Five Questions: Briere confident Flyers will rise

Tuesday, 02.19.2013 / 9:51 AM
Dan Rosen  - NHL.com Senior Writer

Throughout the season NHL.com will be doing a weekly series called "Five Questions With …," a Q&A with some of the key figures in the game aimed at gaining insight into their lives and careers.

This edition features Philadelphia Flyers forward Danny Briere:

UNIONDALE, N.Y. -- It was almost as if you could see the relief on Danny Briere's face.

Not only did the Philadelphia Flyers put together arguably their most complete performance of the season in a 7-0 win against the New York Islanders on Monday at Nassau Veterans Memorial Coliseum, but Briere contributed with two goals and an assist.

Winning games and scoring goals has been a struggle for Briere and the Flyers this season, but it all came so easily on Long Island less than 48 hours after Flyers captain Claude Giroux called out his team following a 4-1 loss at the Montreal Canadiens.

The challenge for Briere and the Flyers now is to bottle up what worked so well Monday and take it with them to Pittsburgh, where they will play the Penguins at Consol Energy Center in the next edition of Wednesday Night Rivalry presented by Coors Light (7:30 p.m. ET, NBCSN, TSN2, RDS).

Briere spoke to NHL.com following the game Monday about Giroux's comments, the Flyers' struggles so far this season, and why the win over the Islanders could signal a turning point for them.

Here are Five Questions with … Philadelphia Flyers forward Danny Briere:

Claude Giroux talked critically about the compete level of the entire team after the loss in Montreal on Saturday. Did he have to say something?

"No. No. I think Claude is very emotional and Claude is all in all the time. Everybody knows it's been a little rough for him, the puck isn't going in, but one thing you can't fault with him is his effort every single night. He had total rights to do what he did because for him to be successful he needs all of us to play as hard as we can, to open up some lanes for him, to make room for him out there."

You see yourselves now, 7-9-1 after 17 games. Are you surprised by this, that you're not even a .500 team more than a third of the way through the season?

"There's no doubt that from the beginning of the season I thought we had a team that would contend. Yeah, I'm a little surprised to be where we are, to be honest. But, you know, there's nothing we can do. We got sloppy a little bit getting out of the gate. We can't change that anymore. We can dwell on that and feel sorry for ourselves, but nobody else will.

"It's kind of what Peter [Laviolette] was telling us [Monday] before the game -- when things get tough you appreciate it even more if you get back to work and find a way out. That's the only thing we can look at now, finding a way to get out of it, because we know we have the team that can do that."

You've had your own personal scoring struggles this season that have coincided with the team's struggles, but you got two goals [Monday] and the team got a 7-0 win. From your history, is this the type of game, the type of win that can help you personally and the team as a whole start to move in a positive direction?

"There's no doubt, but we have to understand that we're not always going to win by five, six or seven goals. Games are going to get hard and we have to find a way to keep fighting through those games, all the way through. But there's no doubt that if we use this in the right, positive manner that yeah, it is a game you can build a lot of confidence from.

"Personally, there's no doubt getting one goal in the last game and two more [Monday], you get back on the ice and you don't feel pressure to rush your plays. You have a little bit more patience with the puck. We all know, offensive guys, that's what we need to be successful. If you rush plays you just become like most of the other players, and that's something I need to find again, to get back to."

Why has it been a struggle for you guys to fight through tough games for a full 60 minutes?

"First of all we're a young team, but in saying that sometimes you forget that when the games are tough you've gotta raise your level of play, you've gotta find that other level. That's what we're learning right now as a team. [Monday], after the first period -- it was a hard-fought first period and the Islanders played hard. It would have been easy to just put the brakes on, try to preserve that [1-0] lead, but we came out swinging again and we went all out and never stopped. Hopefully we'll have that attitude more often moving forward."

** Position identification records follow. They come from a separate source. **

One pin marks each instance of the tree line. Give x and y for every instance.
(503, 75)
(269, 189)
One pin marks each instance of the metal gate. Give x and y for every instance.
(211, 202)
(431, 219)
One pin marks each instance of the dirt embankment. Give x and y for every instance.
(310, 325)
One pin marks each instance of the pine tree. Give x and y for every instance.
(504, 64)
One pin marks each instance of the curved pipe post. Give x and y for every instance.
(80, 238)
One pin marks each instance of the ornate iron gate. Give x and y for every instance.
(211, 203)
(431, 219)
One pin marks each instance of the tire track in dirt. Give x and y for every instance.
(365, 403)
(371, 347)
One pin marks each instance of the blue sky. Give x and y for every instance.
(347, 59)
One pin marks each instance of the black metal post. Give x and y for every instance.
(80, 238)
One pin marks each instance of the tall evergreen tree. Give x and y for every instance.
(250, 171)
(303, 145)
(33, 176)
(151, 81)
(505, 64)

Clearly, you're going to need that attitude Wednesday in Pittsburgh. Do you get confidence knowing that you can have that type of attitude in a rivalry game like that after playing the way you played Monday?

"After a game like this? Definitely. The one thing I'm not worried about for the game on Wednesday is if the guys are going to get up for the game. I think everybody will be ready. Everybody will be fired up for it because, I mean, we know, it's the rivalry and that's the way it is. But now as the game progresses and it gets tough in the game, that's when we have to keep that same attitude moving forward. Instead of backing down and playing it safe, we need to want it there."